Body Elements

The X-T10 uses the same 16.3 megapixel X-Trans CMOS II sensor as the X-T1. The unique X-Trans color-filter pattern aims to cut down on moiré and false color, without the need for an optical low-pass filter.

The X-T10 doesn't have the largest electronic viewfinder around at 0.62x magnification but resolution is impressive at 2.36M dots, the same as the Fujifilm X30. To the left of the viewfinder is the diopter adjuster wheel.
The 3.2 inch, 920k dot LCD screen tilts downward 45 degrees and upwards a bit further than 90 degrees.
The X-T10 does not have a flash sync port, like its older sibling, the X-T1, but it does offer a tiny pop-up flash.

You can override the top shutter dial by setting it to time (T) mode, and dialing in your shutter speed instead via the control dials. This makes it easier to change shutter speeds without having to take your eye away from the camera, and also makes it easier to adjust one's shutter speed in 1/3 EV increments.

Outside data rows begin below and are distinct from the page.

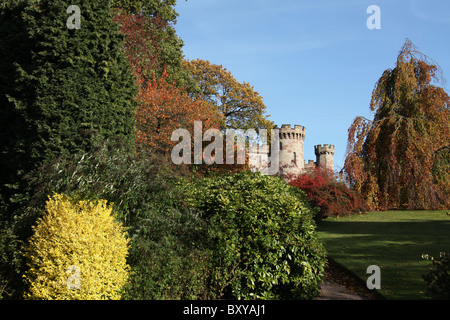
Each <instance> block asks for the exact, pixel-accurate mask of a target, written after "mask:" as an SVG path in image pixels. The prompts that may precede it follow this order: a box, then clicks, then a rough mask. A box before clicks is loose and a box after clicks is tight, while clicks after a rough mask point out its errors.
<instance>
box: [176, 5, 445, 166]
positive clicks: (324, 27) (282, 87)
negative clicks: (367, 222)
mask: <svg viewBox="0 0 450 320" xmlns="http://www.w3.org/2000/svg"><path fill="white" fill-rule="evenodd" d="M370 5H377V6H379V8H380V10H381V29H374V30H370V29H368V28H367V25H366V21H367V19H368V18H369V17H370V16H371V14H369V13H367V12H366V10H367V8H368V7H369V6H370ZM176 10H177V12H178V13H179V15H180V16H179V17H178V19H177V24H176V26H175V28H176V30H177V34H178V36H179V37H180V38H181V39H182V40H183V41H184V47H183V52H184V55H185V58H187V59H196V58H200V59H204V60H209V61H210V62H211V63H214V64H218V65H222V66H223V67H225V68H226V69H227V70H229V71H230V72H231V73H232V74H233V76H234V77H235V78H236V79H237V80H238V81H240V82H244V81H245V82H249V83H250V84H251V85H253V86H254V88H255V90H256V91H257V92H259V94H260V95H261V96H262V97H263V98H264V103H265V105H266V107H267V113H268V114H270V119H271V120H272V121H274V122H275V124H278V125H281V124H291V125H294V124H300V125H303V126H305V127H306V139H305V159H306V160H307V159H313V160H315V155H314V145H316V144H334V145H335V146H336V154H335V169H340V168H341V167H342V166H343V164H344V160H345V150H346V146H347V130H348V128H349V127H350V125H351V123H352V122H353V119H354V118H355V117H356V116H358V115H361V116H365V117H367V118H370V119H372V118H373V115H372V114H371V112H370V111H369V102H370V98H371V95H372V90H373V88H374V85H375V83H376V81H377V80H378V79H379V78H380V77H381V75H382V73H383V71H384V70H386V69H388V68H394V67H395V62H396V57H397V54H398V52H399V51H400V49H401V48H402V46H403V44H404V42H405V40H406V38H409V39H410V40H411V41H412V42H413V43H414V44H415V45H416V47H418V48H419V50H421V51H422V52H423V53H424V54H426V55H428V56H429V57H430V58H432V59H433V60H435V61H436V62H437V63H438V64H439V65H440V66H441V67H442V69H443V72H444V77H447V78H449V79H450V1H448V0H377V1H375V0H370V1H366V0H314V1H312V0H310V1H303V0H188V1H185V0H178V3H177V7H176ZM449 81H450V80H449ZM448 88H449V85H448V84H447V85H446V89H447V92H449V90H448Z"/></svg>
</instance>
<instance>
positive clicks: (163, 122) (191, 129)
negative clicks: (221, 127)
mask: <svg viewBox="0 0 450 320" xmlns="http://www.w3.org/2000/svg"><path fill="white" fill-rule="evenodd" d="M137 75H138V78H139V80H138V84H139V93H138V109H137V111H136V136H137V141H138V143H139V144H140V145H141V146H143V147H150V148H152V149H153V150H155V151H158V152H162V153H164V154H170V151H171V147H173V146H174V144H175V142H173V141H171V135H172V132H174V131H175V130H176V129H187V130H188V131H189V132H190V133H191V136H192V137H193V136H194V134H193V129H194V121H202V126H203V128H207V129H209V128H220V125H221V123H222V122H223V120H222V114H221V113H220V112H219V111H218V110H217V108H216V107H215V106H214V105H212V104H210V103H208V102H207V101H204V100H202V99H201V98H193V97H190V96H189V95H188V94H187V92H185V91H183V89H182V88H179V87H177V86H175V85H174V84H173V83H172V84H170V83H168V82H167V77H168V74H167V73H166V72H163V75H162V77H161V78H159V79H156V77H154V79H153V80H152V81H146V80H145V77H143V76H142V75H140V74H139V73H137Z"/></svg>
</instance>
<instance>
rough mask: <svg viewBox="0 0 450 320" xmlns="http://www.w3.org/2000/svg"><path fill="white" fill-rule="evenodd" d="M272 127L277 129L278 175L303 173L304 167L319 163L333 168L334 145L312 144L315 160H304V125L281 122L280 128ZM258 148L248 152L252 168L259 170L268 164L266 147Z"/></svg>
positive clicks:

The lever to the right of the shutter dial switches the camera into full auto mode.

The lone dial on the top left portion of the camera controls the drive mode of the camera. The lever to the bottom left of it activates the pop-up flash.
Focus mode is set via a small dial on the front bottom right of the X-T10. It toggles focus between single AF, continuous and manual focus.
The battery and SD card share space underneath the X-T10. It uses the same 8.7Wh battery as the X-T1 (the NP-W126).

The battery life is rated at 315 shots per charge, when tested to CIPA standards.
Looking at the back of the camera, on the left side is where the mic/remote, micro HDMI, and micro USB ports live. You'll find them tucked behind a somewhat flimsy-feeling plastic door.